シルクスクリーンは去年ほとんどやらなかったので、だいぶ久しぶりではあるけど、下手になっている・手順を忘れている、みたいなことはなくて、一安心しています。シルクスクリーンは「刷る」という行為自体は本当に数秒で、素材を揃えて版下を作って製版して刷り台をセッティングして、という前段階の準備が圧倒的に多く、手間がかかる。段取りだけが重要であり、「刷る」行為そのものは、最後の仕上げ程度でしかない。
私は仕事でも「“根回し”と“段取り”ばっかりやってるなぁ~」と思うけど、休みの日もこうやって、“根回し”と“段取り”ばっかりやっている。もしかしたら人生って“根回し”と“段取り”だけやって終わるやつ?みんなの人生はどうですか。
とは言え、“根回し”と“段取り”が上手く出来れば、かなりの範囲に応用が利くなぁと思う。料理とかも“根回し”と“段取り”でしかないやん。特技を書く欄があったら「根回しと段取り」って書きたいな。どこにそんな欄が。

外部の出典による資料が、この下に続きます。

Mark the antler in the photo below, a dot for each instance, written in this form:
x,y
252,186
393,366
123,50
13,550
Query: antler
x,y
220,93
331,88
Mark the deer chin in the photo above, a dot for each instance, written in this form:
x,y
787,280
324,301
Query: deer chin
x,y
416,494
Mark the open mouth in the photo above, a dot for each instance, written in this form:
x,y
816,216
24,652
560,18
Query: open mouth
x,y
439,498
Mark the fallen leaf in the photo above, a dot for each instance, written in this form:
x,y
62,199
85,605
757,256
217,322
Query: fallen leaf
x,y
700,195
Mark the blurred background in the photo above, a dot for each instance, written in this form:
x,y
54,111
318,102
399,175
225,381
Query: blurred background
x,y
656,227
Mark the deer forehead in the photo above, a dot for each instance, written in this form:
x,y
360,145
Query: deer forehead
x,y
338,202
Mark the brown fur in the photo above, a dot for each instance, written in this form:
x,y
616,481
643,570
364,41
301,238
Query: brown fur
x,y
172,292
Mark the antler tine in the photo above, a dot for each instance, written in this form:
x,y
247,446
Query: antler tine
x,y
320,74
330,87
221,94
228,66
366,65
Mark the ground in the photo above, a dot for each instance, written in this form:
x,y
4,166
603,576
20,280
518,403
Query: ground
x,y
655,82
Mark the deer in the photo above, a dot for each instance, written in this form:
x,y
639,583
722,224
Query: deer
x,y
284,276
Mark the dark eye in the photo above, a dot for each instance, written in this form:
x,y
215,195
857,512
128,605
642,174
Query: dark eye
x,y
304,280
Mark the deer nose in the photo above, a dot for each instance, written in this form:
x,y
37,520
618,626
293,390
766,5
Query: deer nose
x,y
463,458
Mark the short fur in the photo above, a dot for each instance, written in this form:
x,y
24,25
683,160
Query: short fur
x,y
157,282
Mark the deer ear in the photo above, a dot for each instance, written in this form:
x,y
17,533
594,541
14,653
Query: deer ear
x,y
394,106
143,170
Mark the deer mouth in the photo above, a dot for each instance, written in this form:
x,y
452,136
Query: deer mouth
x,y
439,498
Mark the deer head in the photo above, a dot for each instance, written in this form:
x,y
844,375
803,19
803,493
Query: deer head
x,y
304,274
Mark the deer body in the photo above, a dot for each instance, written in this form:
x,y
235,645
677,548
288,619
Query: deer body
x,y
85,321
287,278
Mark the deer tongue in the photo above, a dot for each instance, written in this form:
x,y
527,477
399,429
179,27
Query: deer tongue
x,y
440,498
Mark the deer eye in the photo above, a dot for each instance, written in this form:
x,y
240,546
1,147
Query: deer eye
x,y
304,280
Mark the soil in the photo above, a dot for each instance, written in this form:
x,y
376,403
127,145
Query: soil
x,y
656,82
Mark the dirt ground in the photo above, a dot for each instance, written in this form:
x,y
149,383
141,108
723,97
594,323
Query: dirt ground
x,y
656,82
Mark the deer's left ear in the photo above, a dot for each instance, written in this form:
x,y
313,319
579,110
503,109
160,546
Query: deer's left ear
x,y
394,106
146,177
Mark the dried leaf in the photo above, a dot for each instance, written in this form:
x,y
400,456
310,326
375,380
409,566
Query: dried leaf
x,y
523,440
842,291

最近はシルクスクリーンで作るもののサイズが大きいので、紙で原寸の見本を作るために「切り貼り(きりばり)」をやっている。家のプリンタだとA4サイズまでしか印刷が出来ないから、例えば50cm角の原寸見本を作ろうと思ったら、これを4枚とか6枚とかに分割して印刷し、貼り合わせる必要がある。
「切り貼り(きりばり)」は専門学生時代の必須テクニックだった。当時も家にはA4プリンタしかなかった。それだってバイト代でどうにか買ったもので、インク代や紙代で維持費もかかるし、ちょっと背伸びした買い物だったと思う。A3プリンタは学校で使えたけど、各教室に1台しかない。1年生のときは家にプリンタがない子が私以外にも何人かいて、課題の提出前や提出当日はプリンタの取り合いになる。A3プリンタを確実に使うためにめちゃくちゃ早起きして(もしくは徹夜明けで)学校に行き、プレゼンボードを作るために必要なものを出力したりしていた。管理人さんが鍵を開けてくれる前に友人に会うと「おはよう、出力?」「うん、何枚?」「3かな」「俺5だわ、先やっていいよ」と言い合ったり、出力してるあいだに2~3人増えたり、授業が始まるまで時間が空いたら公園で朝ごはんを食べたりして、あれ楽しかったな。
「切り貼り(きりばり)」が出来るようになってからは、大体のものがA4プリンタでまかなえるようになった。手順としては重ねて→貼って→切って→裏から貼る、でごく単純だが、継ぎ目が見えるとダサいし、ズレてるなんてもってのほかで、案外難しい。特に背景色が黒っぽいデザインの場合は継ぎ目に紙の色が出やすいので、いかにも切り貼りしました感が出てしまって難しい。
あんまりうまく出来ないまま提出すると、先生に「デザインは良いけど手が汚い」とか言われたりすることもあって、くやしかった。この場合の「手が汚い」っていうのは、汚れてるから石鹸で洗いなさいとか手荒れしてるとかいう意味じゃなくて、仕上げが美しくない・デザインとは別の部分で手を抜いている、みたいな意味なんですけど、業界用語なのかもしれん。多分。知らんけど。
最初は「デザインが良いならそれで良いやんけ」と思っていたけど、だんだん意味が分かってきて、「手がきれいなことのほうが、デザインが良いことや作品が良いことよりも重要な局面、結構あるぞ」と思うようになった。今もそう思う。

次回はいつも行ってる大阪の作業場じゃなくて、家から近いほうの作業場に行ってみることにした。機材が変わるけど、たぶん学生のときに使ってたのと同じっぽいので、やれるはず。こっちのアトリエの方が分割せずに大きいのが刷れるし、楽しみです。最終的にはmarimekkoぐらい大きいやつ刷ってテーブルクロスとか作りたい。自分の絵を拡大するのって、なんか分からんけどめっちゃおもしろくて楽しい。大きいのを描くんじゃなくて、小さく描いたのを拡大するっていうのがおもしろい。何がどうおもしろいのかは自分でも謎で、まだ言語化できてない。カミングスーン!